Fruit-flavored yogurt. To make fruit-flavored yogurt, you'll culture your homemade yogurt as called for in the recipe above. Then spoon jam or a fruit coulis into the bottom of a jar, top with homemade yogurt, and seal the jar. Stir before serving.
Greek-style Yogurt. To make Greek-style yogurt, strain homemade yogurt for about 8 hours and up to overnight. The longer it strains, the thicker it will be.
French-style Yogurt. French-style yogurt is made from whole milk and is not strained. To make it, follow the instructions above using whole milk and omitting the straining step.
Non-dairy Yogurt. This recipe is intended for use with dairy milk such as cow's milk or goat's milk. Dairy alternatives, such as coconut milk or oat milk, lack protein and do not culture the same way as traditional yogurt; however, you can try this recipe for coconut yogurt which is made from coconut meat.
The USDA recommends storing yogurt in the fridge and consuming it within 2 weeks of making it.
You can freeze yogurt for up to 2 months; however, freezing may impair or damage some of yogurt's beneficial bacteria.
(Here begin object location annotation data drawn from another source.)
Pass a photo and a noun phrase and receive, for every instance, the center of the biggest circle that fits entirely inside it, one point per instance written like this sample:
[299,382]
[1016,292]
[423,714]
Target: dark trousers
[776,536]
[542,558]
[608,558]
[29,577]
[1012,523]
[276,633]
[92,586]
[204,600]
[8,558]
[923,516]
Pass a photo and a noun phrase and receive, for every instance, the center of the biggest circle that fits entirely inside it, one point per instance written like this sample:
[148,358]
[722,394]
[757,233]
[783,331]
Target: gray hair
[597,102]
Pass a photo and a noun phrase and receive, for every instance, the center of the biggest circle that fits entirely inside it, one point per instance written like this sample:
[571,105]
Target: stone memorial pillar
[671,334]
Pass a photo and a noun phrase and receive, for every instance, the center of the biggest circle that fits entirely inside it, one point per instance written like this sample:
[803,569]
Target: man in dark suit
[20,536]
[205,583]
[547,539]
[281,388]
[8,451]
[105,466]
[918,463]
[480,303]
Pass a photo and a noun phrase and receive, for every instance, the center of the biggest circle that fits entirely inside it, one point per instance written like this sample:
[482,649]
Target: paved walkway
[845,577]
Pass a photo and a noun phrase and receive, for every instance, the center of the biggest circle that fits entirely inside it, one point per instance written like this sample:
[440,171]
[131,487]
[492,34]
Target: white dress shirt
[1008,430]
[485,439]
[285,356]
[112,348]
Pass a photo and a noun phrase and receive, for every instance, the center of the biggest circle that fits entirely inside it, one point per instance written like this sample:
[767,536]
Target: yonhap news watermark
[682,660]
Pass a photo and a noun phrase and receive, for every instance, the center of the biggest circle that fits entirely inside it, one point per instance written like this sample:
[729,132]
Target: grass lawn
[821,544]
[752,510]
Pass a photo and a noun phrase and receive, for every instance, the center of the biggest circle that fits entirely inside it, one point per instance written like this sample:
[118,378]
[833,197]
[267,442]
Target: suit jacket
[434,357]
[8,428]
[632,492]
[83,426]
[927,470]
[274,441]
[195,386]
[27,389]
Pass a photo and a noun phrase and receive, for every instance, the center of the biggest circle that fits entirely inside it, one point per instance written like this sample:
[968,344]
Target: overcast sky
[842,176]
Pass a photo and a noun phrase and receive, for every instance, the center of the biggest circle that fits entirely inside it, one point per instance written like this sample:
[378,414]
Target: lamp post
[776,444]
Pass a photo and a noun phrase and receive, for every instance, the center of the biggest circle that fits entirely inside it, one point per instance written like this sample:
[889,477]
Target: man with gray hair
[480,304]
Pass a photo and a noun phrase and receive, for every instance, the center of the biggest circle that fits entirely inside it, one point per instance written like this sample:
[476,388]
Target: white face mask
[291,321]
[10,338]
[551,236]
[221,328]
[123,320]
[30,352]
Yogurt that has gone bad may smell putrid or rotten rather than pleasantly sour. You may also see signs of mold contamination, such as spots of green pink, or white.
Tilt the jar slightly to one side. If the yogurt separates cleanly from the wall of the jar, you know it's ready. This culturing process typically takes 6 to 8 hours at an elevated temperature of about 110 F.
Yogurt ferments for about 6 hours; however you can ferment it longer if you prefer a sourer flavor. If you ferment yogurt too long, the yogurt will turn very sour and may separate.
When you strain yogurt, you'll remove the liquid portion of the yogurt which is called whey. You can discard it, add it to smoothies, or use it to kickstart fermentation in whey-based fermented drinks such as this fermented lemonade.
Yogurt makers keep a steady, even temperature - exactly what you need to successfully culture yogurt; however, you can make yogurt in any device that can keep a steady temperature of about 110 F such as a sous vide immersion circulator, dehydrator, or even an oven with the pilot light on.
Scalding the milk (bringing it up to 180 F) kills any bacteria that may have contaminated the milk, ensuring that you're starting off with a clean slate of only the bacteria in your starter culture. As a result, your yogurt will be consistent in flavor and texture from batch to batch.